I went down to Orlando yesterday. Orlando is quite a drive (two hours plus) that takes me from what I have helpfully termed Ruralia to a terrifying fake city that has Oz-like qualities for me because it is has the best shopping in Florida; it has become a destination to which I point myself when I feel as if I need a reminder that I did used to live in Los Angeles. That's the once-upon-a-time part that keeps me hurtling southwards on the I-75 despite the knowledge that niche fragrances other than Bond are not available.

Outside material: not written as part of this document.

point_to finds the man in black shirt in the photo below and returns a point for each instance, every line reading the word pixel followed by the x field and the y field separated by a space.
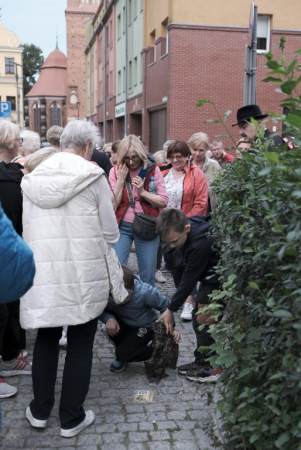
pixel 196 251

Orlando is a manicured sprawl that I find somewhat disturbing. There is a Whole Foods (a beacon, truly) that can only be accessed from this major highway by finding a way to cycle around Universal Studios. There is the Mall at Millennia, now an oasis of desperation since it contains Neiman's and Bloomingdale's and we all know they can't give anything away these days. The Florida Mall mirrors a crappy mall in Tampa by having a Saks anchor in a mid-range, generic mall; this Saks has had the best selection of fragrance in Central Florida. Then there are two outlet malls (Prime and Premium) that are full of merchandise made expressly for them and a much-admired Barney's Outlet that, upon inspection, is out of style by a full season and at that unexciting.
Everything new in Orlando reeks of urban planning. Condo complexes handily adjacent to the Millennia Mall ride high on grass that appears to have been subjected to a Marine buzz cut. A distinct lack of trees marks these complexes that have no resort but to bake in the sun. Across the boulevard are small ranch-type homes from the 1960s in complexes with upscale names like Carrollwood or Windfield; these appear now to be Hispanic neighborhoods that must feel forced to admire the thrust of those condos across the street. Elsewhere, shabby little circles and drives loop you by out-of-business gas stations and confusing street signs; all roads lead either to one of the entertainment meccas or to International Drive (which, for your perfumistas, has two of those stores that sell mainstream scents and a form of smell-a-like with the most hopeful packaging. This is not Parfums de Coeur territory. I have some idea that they wish people would buy these imitations bec. I am fairly sure the markup on them is higher).
Sometimes I have the impression that the whole of Orlando is an urban biosphere that is watched, 24 hours a day, by a giant, all-seeing eye. It's suspiciously clean, especially where money might be spent. Everything gleams, and it isn't just that blinding sun making everything appear so sterile. Bathrooms are spotless and there is every effort made to dazzle the shopper with spectacle, even if said spectacle is merely a discount coupon or a free chicken wing as you walk, blinded, past a chain restaurant that has on its "porch" a man with a big white smile who appears to be playing Calypso music. He's dressed in a tropical shirt that has pineapples on it and he is probably tuneless; behind him he has a boombox that plays the music while he makes excited trills on the steelpan and inveigles you to do something foolish, like eating at that restaurant.
Elsewhere, have you ever been lost on one of those roads in Disney or Universal? They are all designed so you cannot escape. If you try, you will be met with a strict motoring code that virtually ensures you are delivered right back to the front gate: No U-turn, no left turn, no turn on red, turn back, O, Man, to the temple gates!
It is by this system that the lost motorist is mandated to do something illegal. The ticket will arrive in six weeks, in the mail. One day this system will be improved and the ticket will arrive immediately on your cell phone, but please don't try to view this while you are still trying to escape. We don't want you to leave. We love you.
A couple of friends of mine went to Disney for a birthday. The birthday girl got in free and the pair split a Caesar salad. These two are fairly poor and have no fixed address. They tour with medieval fairs, enacting a skit with a mythological creature that has been made out of insulation material and cardboard. They spent two hundred dollars the day they went to Disney, and as Lisa was telling me about their outing, all I could think was: That would have bought most of a bottle of Attrape Coeur.
I bought Stella body cream, something I've wanted since my rediscovery of Stella some months ago. The scent is true to the parfum and I find its sharpness to be sublime. I think I will wear it when I take another road trip, this time to rural Alabama. The South is a weird place. There is much to miss out on.